Anne Lamott
I don't buy books any more. Since my income is about a quarter of what it was when I was a programmer, and since I'm a fundraiser for library programs, I get books from the library instead. This is good in some ways. Books were threatening to inundate the house; by most people's standards, I suppose they already had. I was starting to recognize the impossibility of continuing another twenty years with the same habits of book acquisition. And different books seem to ambush me in the library than ambushed me at Powell's, and the change is refreshing. Neil Gaiman's Anansi Boys. That was a lot of fun. Six Frigates, that naval history that brought me through the heat o' the sun recently. (The library's quite rich in readable military history: I suspect I'm not the only person in Portland who survives depression by reading about people trying to kill each other. It's a weird solution, since in real life I find people trying to kill each other a bit of a downer, but it seems to be otherwise in books about the past. & when it comes to coping with depression, I have no pride and no political correctness.)
Anyway -- Six Frigates had made me curious about James Madison. I have pictures, or at least caricatures, in my head for most of the Founding Fathers, but none for Madison. It's a lacuna I've been meaning to fill for twenty or thirty years. So I wandered through the library's biography stacks, surfing the letter 'M'. None of the Madison biographies seemed quite the thing, so I wandered on, or rather backwards, into the 'L's The name "Anne Lamott" caught my eye. I'd heard the name before; I was sure of it. Plan B: Further Thoughts on Faith. I liked the title, so I picked it up.
I don't know why it was in the biography section, since it was a collection of personal essays. But it started off with the ham essay, and so that oriented me. A couple years ago, everybody seemed to be trying to get me to read this ham essay. Something to do with winning a ham and giving it away.
I'm not proud of this, but there's nothing like having everybody tell me I should read something to make me lay back my ears, bare my teeth, and dig in my heels. Then a couple years later, when I'm sure nobody's looking any more, I'll surreptitiously pick the thing up and read a page or two.

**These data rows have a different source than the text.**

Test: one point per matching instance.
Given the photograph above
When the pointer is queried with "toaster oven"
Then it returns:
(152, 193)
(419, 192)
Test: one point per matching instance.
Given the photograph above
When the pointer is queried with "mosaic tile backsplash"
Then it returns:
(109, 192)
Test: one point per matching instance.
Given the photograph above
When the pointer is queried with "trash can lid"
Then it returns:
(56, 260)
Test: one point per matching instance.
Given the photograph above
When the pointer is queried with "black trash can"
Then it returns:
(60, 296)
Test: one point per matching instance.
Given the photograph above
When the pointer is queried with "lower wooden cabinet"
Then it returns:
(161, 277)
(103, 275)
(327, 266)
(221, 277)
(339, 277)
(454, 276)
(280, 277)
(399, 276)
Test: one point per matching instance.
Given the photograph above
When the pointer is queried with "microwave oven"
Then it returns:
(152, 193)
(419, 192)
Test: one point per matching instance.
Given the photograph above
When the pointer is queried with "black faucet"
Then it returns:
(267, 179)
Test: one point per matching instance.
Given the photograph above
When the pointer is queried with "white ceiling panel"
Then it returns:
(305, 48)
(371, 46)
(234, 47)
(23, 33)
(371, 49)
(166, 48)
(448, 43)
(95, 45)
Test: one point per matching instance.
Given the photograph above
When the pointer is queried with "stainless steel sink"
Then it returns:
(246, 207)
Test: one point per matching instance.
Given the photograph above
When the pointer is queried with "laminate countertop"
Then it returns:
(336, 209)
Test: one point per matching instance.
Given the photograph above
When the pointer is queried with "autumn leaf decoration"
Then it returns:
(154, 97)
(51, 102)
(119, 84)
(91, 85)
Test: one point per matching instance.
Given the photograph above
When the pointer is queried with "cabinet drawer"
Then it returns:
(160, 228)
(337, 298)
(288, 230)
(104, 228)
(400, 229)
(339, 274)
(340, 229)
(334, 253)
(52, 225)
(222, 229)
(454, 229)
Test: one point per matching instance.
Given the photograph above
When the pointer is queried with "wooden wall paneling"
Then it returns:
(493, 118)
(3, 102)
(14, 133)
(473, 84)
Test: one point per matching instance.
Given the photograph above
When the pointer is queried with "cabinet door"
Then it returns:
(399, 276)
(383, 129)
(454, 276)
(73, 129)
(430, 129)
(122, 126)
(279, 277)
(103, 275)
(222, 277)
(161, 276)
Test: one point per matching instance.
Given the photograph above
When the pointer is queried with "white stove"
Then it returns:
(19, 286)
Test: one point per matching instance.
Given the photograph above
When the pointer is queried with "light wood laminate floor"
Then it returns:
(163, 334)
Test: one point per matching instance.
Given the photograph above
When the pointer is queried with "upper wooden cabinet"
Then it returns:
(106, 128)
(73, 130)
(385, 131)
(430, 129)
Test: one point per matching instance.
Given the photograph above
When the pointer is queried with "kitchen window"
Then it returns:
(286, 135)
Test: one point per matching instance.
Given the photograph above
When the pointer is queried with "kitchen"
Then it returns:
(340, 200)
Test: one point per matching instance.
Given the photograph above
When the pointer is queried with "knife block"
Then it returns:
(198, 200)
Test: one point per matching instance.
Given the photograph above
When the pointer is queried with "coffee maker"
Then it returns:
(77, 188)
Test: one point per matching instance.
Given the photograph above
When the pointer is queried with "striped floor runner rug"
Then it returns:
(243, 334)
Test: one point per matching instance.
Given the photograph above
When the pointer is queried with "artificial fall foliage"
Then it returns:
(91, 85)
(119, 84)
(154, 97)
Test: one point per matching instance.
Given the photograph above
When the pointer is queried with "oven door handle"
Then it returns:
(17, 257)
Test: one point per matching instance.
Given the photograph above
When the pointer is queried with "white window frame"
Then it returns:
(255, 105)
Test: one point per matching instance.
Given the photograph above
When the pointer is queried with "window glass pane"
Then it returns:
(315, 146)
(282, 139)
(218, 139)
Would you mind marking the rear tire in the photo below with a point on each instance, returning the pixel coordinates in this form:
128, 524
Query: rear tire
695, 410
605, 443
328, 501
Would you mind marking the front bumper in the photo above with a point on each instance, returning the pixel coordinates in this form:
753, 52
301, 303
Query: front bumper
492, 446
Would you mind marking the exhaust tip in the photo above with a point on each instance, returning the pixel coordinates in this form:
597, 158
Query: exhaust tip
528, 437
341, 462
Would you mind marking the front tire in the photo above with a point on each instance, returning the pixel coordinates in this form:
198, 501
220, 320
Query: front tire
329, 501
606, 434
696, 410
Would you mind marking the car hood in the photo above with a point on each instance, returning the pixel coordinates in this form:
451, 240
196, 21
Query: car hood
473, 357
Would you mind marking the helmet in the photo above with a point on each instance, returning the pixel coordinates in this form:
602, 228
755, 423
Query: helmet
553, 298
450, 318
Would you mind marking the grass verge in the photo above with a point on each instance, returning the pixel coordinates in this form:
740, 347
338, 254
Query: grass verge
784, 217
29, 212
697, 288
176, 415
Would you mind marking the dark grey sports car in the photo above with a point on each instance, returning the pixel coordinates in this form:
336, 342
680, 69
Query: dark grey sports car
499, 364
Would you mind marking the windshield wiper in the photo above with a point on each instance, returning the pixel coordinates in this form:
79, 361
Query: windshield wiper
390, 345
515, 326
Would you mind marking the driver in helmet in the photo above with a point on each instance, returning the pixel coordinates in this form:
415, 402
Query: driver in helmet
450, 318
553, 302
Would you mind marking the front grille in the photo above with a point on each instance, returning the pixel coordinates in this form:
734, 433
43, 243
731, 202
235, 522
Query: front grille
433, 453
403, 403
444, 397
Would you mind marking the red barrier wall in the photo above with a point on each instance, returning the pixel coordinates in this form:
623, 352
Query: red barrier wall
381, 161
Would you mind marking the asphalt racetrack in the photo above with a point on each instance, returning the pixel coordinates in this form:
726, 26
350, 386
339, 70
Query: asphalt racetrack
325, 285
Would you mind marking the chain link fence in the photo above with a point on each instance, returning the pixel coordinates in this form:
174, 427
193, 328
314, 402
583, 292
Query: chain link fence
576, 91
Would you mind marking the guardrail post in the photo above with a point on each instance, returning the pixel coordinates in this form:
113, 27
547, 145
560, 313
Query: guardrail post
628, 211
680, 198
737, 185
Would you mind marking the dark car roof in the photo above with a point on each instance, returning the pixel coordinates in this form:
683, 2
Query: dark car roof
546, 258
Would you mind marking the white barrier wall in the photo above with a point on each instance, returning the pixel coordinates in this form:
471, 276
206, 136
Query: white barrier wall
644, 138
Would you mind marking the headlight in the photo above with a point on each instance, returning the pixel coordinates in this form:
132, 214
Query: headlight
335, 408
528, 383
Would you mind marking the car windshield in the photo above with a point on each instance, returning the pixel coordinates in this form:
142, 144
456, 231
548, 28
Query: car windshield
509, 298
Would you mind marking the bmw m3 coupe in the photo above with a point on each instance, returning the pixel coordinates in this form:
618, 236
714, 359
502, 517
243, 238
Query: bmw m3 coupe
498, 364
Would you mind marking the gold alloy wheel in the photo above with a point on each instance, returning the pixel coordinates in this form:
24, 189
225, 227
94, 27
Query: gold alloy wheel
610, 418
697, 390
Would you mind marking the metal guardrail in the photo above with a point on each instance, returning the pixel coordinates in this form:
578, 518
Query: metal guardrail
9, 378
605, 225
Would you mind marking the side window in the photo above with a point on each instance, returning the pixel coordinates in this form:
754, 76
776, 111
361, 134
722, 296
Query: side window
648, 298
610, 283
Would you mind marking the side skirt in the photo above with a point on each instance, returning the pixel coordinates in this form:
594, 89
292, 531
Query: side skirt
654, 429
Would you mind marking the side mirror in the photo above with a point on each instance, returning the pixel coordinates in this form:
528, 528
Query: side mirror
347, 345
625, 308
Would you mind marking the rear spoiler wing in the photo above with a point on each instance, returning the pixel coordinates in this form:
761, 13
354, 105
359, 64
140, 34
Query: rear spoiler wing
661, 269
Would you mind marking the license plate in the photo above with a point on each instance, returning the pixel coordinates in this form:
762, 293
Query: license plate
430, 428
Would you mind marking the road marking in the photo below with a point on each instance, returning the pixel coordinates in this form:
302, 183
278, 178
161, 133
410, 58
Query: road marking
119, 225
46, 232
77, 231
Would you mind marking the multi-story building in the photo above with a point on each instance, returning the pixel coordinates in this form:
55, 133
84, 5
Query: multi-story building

If I don't like it, I don't have to hurt anyone's feelings. If I do like it, no one gets to tell me "I told you so."
Lamott delighted me and irritated me. She's sweet and perceptive and realistic, and she writes about what she knows. She gives the impression of complete honesty, complete disclosure (I may not be as impressed by this as some people are, since I know I give the same impression.) The irritating thing is that she breathes my air a little. She occupies precisely the same writing-space that I do, writing about personal faith from the standpoint of personal doubt, and it's a little spooky how many essayistic habits we have in common. The slow, sidling return to the original image with a soupcon of added meaning. The candid exposure of doubt. The inclusion of the ludicrous and ugly in descriptions of beauty. No wonder people recommended her to me: if I were a better writer, I'd be Lamott's male Buddhist twin.
Two things impressed me most about the book. One is, how grateful I am to have landed in a religious tradition without a creator. It looks absolutely exhausting, trying to square the reality of the world with the doctrine that an absolutely good person made it on purpose. I don't think I could stick it out. It's obviously a valuable teaching -- it takes you new places, way out of your comfort zone -- but compared to that, I find, say, holding George Bush to be my spiritual teacher fairly easy. (In Buddhism, you know, you are supposed to be grateful to anyone who angers you, and consider them your teacher, because they're showing you the aversions you're not willing to release.)
The other thing that impressed me in this book, was how Lamott brought her spiritual life into her family, and in particular how she dragged her son to church every other Sunday, how she made sure he knew it was the center of her life. It made me think of how little of my inmost life I share with my family. I tell you all much more about it than I tell them. We took Tori and Alan to the "Sunday school" at KCC, every once in a while, but it never really took. If anything I suspect that I put Tori off Buddhism by talking about the illusory nature of the self. Teenagers are already anxious enough about the substantiality of their selves; they don't need any extra doubts about it. And Alan has absorbed his grandfather's easy scorn of religion as obsolete superstition: he thinks the whole thing is absurd.
I know some people at KCC who are distressed because they don't share their faith and practice with their partners, who look at me and Martha with some envy. I think they're imagining an intimacy and congruency that aren't really there. It's not easy to share this sort of thing with your lover, even when you're supposedly doing the same practices and acknowledging the same teachers. You never both feel quite the same about a teacher at the same time: generally one of you is inspired while the other is irritated. One of you wants to go to lots of teachings precisely when the other wants never to hear another mealy-mouthed Buddhist sermon in his life. In some ways it might be rather nice not to share a faith, to have it be acknowledged as a private space you go into.
But I wonder if I've given up too easily, if I shouldn't work a little harder to let my family know what these central experiences of communion and liberation mean to me. It doesn't really seem like the people closest to me should be the last to know.